A la cérémonie émouvante qui a marqué
mon départ, et à laquelle assistaient de nombreux marocains et français,
j’ai été salué par un professeur, fonctionnaire du rectorat, et par le
vice-doyen de la faculté. Le ministre n’était pas présent, et pas
d’avantage le directeur de l’enseignement supérieur. Ce sont les
Marocains qui ont éprouvé le plus de gène. Si j’ai reçu une lettre très
aimable du recteur, le ministre n’a pas cru devoir me témoigner la
reconnaissance du Maroc, soit en m’écrivant, soit en me recevant. Par
contre, l’ambassadeur de France et le conseiller de la Mission
culturelle dont je ne dépendais en aucune mesure et qui ont toujours
strictement respecté l’autonomie de la Faculté, m’ont réservé à
plusieurs reprises le meilleur accueil.
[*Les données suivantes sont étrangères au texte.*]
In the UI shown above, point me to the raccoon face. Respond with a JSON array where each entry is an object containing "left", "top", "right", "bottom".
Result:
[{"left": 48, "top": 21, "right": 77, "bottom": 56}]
Je me serais abstenu de signaler
l’attitude à mon égard du Ministre de l’Education Nationale si elle
n’avait entraîné des conséquences sur lesquelles je vous serais obligé
de bien vouloir attirer l’attention de Sa Majesté. Depuis le 10 mai
dernier (2), date à laquelle j’ai donné ma démission, j’ai écrit à
plusieurs reprises au Ministre pour l’informer de la situation. II n’a
pas jugé utile de m’accorder un entretien. Avant de retourner au Maroc,
je l’ai informé que je serais à Rabat, pour un dernier séjour, à partir
du 13 Octobre et que je me tiendrais à sa disposition. J’avais
l’intention de le prier de solliciter pour moi une audience de sa
Majesté. Fonctionnaire chérifien, je devais en tant que français donner
l’exemple du respect de la voie hiérarchique qui s’impose à tous.
M’adresser directement au Palais, sans passer par l’intermédiaire de mon
ministre eut manqué aux règles les plus impératives de
l’Administration. Mon Ministre ne me convoquait pas, j’ai été mis dans
l’impossibilité à mon grand regret de présenter à Sa Majesté mes
remerciements pour la confiance qu’elle m’a toujours témoignée.
Croyez mon ami à mes souvenirs les meilleurs.
Charles André Julien, professeur à la Sorbonne ».